No acumulado do ano, de janeiro a agosto, a arrecadação registrou R$ 1,05 trilhão. De acordo com o fisco, esse é o melhor desempenho arrecadatório para o mês de abril desde 2000, tanto para o mês quanto para o trimestre.
Confira a arrecadação em cada mês do ano:
- Janeiro: R$ 325,7 bilhões;
- Fevereiro R$ 222,2 bilhões;
- Março: R$ 229,2 bilhões;
- Abril: 278,8 bilhões.
No acumulado de 2026, a arrecadação chegou a R$ 1,05 trilhão, o que representa um acréscimo pela inflação de 5,41% em comparação ao mesmo período do ano passado.
De acordo com o Fisco, o desempenho da arrecadação observado de janeiro a abril pode ser explicado pelo crescimento da arrecadação da contribuição previdenciária e pelos desempenhos das arrecadações do PIS/Cofins, do Imposto de Renda da Pessoa Física e do Imposto sobre Operações Financeiras (IOF).
Confira as justificativas do Fisco para arrecadação no mês de abril:
Segundo a Receita, o Imposto de Renda da Pessoa Jurídica (IRPJ) e a Contribuição Social sobre Lucro Líquido (CSLL) totalizaram crescimento real de 7,73%.
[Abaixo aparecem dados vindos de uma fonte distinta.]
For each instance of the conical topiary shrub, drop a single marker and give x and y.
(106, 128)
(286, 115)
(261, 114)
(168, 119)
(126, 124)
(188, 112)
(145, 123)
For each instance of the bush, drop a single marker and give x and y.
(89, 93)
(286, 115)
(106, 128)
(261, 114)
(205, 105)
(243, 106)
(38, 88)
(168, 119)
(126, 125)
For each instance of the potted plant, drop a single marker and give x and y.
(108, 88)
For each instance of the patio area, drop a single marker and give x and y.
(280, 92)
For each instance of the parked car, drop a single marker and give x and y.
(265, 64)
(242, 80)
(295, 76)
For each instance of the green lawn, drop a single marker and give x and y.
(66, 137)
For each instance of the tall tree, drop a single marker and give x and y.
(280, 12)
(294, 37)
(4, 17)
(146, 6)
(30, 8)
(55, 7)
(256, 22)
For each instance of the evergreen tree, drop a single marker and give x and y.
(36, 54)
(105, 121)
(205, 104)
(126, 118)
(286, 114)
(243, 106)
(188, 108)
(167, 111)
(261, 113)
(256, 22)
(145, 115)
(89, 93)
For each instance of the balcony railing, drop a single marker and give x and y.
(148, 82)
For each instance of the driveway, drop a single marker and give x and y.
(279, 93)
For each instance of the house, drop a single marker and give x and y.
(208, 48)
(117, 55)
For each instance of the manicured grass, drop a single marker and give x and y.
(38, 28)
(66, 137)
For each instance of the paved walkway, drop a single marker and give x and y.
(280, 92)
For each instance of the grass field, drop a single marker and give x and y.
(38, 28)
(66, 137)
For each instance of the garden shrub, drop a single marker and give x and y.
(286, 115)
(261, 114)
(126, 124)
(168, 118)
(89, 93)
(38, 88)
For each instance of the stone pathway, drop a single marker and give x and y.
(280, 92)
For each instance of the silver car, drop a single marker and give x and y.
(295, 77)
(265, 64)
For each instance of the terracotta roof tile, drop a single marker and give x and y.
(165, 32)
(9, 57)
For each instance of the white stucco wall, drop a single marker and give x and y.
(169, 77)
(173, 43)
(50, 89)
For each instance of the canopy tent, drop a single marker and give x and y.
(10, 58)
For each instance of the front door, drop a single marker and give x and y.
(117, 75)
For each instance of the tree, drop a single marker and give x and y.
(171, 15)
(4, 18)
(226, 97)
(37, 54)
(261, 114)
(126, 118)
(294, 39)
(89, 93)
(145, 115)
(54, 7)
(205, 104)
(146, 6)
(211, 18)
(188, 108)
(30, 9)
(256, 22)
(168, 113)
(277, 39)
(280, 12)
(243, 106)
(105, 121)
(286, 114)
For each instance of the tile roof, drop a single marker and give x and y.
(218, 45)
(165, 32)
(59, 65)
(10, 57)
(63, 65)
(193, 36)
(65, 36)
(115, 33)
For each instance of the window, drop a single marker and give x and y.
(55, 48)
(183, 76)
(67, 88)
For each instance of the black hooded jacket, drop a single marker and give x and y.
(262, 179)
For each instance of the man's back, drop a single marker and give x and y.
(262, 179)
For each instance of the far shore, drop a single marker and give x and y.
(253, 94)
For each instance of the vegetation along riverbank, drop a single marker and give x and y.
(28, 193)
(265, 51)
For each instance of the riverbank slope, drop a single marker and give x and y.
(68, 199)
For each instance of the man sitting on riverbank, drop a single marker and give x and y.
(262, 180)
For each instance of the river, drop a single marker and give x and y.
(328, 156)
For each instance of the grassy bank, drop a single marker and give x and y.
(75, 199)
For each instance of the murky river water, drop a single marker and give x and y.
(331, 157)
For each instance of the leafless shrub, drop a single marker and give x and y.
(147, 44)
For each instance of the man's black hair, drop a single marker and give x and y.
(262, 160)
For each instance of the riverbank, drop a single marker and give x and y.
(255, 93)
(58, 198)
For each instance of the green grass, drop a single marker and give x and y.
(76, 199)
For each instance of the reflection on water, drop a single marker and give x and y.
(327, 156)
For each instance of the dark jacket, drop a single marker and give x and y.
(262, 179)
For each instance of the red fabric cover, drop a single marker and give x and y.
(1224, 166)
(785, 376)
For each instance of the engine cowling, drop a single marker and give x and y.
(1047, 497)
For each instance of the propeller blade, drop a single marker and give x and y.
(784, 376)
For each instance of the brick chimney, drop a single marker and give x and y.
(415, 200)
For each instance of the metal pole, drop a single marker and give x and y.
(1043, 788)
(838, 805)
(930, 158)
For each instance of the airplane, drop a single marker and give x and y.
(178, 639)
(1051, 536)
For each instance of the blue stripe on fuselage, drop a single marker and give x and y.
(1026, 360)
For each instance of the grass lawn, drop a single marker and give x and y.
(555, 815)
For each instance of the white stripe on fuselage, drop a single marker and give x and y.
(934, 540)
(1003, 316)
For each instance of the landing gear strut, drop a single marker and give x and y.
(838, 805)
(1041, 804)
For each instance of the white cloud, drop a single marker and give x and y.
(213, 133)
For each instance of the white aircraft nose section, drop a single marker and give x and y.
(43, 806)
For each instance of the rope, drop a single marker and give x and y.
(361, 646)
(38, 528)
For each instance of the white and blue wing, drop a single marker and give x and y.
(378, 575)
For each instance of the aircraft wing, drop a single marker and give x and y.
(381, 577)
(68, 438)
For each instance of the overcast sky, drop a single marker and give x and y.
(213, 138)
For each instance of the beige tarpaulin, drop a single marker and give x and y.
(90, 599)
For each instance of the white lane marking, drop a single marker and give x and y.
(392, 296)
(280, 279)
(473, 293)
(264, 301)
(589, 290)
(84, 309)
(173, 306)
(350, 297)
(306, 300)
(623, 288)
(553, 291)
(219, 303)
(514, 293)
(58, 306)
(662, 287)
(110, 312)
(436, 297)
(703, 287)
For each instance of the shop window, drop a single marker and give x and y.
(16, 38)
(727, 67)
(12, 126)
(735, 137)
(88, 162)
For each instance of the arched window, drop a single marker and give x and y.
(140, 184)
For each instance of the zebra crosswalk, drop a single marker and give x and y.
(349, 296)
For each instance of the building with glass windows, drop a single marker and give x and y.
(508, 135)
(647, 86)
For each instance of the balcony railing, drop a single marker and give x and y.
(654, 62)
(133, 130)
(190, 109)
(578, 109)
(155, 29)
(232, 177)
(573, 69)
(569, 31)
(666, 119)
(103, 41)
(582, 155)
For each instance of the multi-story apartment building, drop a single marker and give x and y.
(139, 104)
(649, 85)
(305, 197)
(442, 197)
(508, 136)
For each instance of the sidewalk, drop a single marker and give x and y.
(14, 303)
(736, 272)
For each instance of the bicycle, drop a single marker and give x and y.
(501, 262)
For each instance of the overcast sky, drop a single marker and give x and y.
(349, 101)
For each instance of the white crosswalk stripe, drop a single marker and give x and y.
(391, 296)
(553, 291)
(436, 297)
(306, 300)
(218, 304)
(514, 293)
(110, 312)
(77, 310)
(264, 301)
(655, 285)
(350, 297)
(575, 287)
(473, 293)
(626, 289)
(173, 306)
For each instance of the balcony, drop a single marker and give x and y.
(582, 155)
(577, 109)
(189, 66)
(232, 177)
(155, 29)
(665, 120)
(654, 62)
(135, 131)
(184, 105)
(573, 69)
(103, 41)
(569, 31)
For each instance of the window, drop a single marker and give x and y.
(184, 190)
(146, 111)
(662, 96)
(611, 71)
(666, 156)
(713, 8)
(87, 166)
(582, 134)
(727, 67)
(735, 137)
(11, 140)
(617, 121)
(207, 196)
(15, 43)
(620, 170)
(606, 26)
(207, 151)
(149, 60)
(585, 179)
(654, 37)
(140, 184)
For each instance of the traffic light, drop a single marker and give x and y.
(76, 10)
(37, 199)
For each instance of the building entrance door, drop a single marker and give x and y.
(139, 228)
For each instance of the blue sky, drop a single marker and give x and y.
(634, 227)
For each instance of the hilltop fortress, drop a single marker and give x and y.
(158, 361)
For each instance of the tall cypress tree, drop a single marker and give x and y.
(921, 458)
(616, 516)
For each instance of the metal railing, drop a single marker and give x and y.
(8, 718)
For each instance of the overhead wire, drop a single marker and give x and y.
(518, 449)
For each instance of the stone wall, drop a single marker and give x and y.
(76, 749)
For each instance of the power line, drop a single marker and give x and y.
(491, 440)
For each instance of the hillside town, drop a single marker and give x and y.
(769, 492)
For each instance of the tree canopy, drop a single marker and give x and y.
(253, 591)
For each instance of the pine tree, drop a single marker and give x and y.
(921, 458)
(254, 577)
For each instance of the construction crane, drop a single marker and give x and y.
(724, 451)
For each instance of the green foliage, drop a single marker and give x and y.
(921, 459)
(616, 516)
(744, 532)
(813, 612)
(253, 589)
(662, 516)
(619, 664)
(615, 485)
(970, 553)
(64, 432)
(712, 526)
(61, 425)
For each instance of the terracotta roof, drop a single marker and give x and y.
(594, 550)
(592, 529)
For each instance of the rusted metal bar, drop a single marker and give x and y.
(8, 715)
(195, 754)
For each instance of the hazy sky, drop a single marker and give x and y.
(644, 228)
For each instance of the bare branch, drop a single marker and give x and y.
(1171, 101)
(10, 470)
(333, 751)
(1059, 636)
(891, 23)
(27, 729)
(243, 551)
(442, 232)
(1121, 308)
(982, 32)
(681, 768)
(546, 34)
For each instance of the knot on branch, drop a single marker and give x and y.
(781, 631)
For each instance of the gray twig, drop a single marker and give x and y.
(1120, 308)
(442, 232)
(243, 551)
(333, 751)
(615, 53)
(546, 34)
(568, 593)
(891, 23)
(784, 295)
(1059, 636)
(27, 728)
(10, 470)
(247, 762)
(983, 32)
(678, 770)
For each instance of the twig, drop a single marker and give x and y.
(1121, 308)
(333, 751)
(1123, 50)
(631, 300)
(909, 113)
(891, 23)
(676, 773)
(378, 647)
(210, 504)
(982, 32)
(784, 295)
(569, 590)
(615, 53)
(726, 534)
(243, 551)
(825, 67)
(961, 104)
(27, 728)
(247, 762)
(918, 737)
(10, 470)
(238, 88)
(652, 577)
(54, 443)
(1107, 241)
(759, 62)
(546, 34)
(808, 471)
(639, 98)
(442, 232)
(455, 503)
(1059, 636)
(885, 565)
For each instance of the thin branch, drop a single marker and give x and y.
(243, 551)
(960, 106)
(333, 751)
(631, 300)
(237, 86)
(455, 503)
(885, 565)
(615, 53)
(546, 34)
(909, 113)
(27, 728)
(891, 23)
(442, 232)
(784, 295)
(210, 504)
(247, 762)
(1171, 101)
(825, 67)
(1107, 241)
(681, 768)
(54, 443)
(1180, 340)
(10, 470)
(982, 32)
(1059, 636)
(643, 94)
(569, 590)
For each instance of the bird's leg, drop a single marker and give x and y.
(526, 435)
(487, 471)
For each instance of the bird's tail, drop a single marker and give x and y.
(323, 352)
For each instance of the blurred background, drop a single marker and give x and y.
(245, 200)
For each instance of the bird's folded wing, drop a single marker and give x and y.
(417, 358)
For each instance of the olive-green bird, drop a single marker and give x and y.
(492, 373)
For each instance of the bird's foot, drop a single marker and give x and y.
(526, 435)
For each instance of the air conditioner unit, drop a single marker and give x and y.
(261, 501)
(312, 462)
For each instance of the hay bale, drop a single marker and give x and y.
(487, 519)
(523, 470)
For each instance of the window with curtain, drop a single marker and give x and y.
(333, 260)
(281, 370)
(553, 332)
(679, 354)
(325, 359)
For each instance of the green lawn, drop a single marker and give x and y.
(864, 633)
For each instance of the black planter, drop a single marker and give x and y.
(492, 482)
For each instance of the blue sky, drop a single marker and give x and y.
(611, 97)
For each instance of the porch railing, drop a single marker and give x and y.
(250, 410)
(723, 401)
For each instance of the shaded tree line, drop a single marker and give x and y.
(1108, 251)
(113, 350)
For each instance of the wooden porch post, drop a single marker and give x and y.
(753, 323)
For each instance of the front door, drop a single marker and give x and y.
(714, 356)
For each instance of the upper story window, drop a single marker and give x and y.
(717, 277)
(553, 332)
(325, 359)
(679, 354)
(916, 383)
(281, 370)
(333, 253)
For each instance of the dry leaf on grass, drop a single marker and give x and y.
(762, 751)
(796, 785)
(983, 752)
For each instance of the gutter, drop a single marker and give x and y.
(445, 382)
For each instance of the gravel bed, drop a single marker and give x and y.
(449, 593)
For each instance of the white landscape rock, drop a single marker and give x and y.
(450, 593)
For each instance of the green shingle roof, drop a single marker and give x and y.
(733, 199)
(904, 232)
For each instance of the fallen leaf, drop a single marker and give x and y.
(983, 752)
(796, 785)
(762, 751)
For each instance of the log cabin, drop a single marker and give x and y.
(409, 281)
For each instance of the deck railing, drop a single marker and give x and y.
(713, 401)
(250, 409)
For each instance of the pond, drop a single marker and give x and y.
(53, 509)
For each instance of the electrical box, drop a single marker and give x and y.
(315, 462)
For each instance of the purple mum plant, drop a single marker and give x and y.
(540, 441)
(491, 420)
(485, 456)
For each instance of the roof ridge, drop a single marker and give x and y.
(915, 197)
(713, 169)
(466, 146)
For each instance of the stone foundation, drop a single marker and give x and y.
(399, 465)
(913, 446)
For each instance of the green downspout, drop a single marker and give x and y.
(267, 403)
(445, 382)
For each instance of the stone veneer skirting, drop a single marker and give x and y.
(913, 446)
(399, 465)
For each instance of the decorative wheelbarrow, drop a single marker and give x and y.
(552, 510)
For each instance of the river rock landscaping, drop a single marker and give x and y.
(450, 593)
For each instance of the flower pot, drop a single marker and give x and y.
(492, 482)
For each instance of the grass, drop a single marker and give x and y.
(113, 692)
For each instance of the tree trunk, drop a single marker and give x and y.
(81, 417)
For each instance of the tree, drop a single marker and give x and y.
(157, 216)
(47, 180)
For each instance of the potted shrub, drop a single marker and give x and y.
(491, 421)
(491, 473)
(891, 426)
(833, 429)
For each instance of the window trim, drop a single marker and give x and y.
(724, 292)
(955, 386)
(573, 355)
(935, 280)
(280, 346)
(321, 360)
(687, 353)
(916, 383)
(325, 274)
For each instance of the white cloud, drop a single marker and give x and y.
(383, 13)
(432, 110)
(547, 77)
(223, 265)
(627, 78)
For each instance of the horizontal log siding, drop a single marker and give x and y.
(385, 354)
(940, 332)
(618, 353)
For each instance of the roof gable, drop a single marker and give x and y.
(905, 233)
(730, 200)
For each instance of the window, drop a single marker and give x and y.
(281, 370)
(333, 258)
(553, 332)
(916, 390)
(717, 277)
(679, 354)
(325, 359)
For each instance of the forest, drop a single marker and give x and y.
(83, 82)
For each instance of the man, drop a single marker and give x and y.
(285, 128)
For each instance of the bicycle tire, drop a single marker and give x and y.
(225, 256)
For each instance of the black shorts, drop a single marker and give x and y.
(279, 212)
“Esse resultado pode ser explicado pelos aumentos reais de 4,84% na arrecadação com a estimativa mensal, de 7,22% na arrecadação do balanço trimestral, e de 6,34% na arrecadação do lucro presumido”, afirma o relatório.
Além disso, a Receita Previdenciária apresentou crescimento real de 4,83%. Ainda, houve crescimento de 18,66% no montante das compensações tributárias com débitos de receita previdenciária em relação a abril de 2025. Houve, também, a reoneração escalonada da contribuição patronal dos municípios e da folha de pagamentos.
Tributação dos dividendos
Com relação a tributação dos dividendos, norma que entrou em vigor em janeiro de 2026, a arrecadação ao longo do ano chegou a R$ 885 milhões. O governo projeta uma arrecadação de R$ 28 bilhões neste ano.
A nova regra prevê cobrança de 10% de Imposto de Renda na fonte sobre lucros e dividendos distribuídos acima de R$ 50 mil por mês por uma mesma empresa para uma mesma pessoa física. A medida encerra um modelo adotado desde 1996, no qual os lucros eram tributados apenas no nível das empresas, sem incidência adicional para os sócios e acionistas.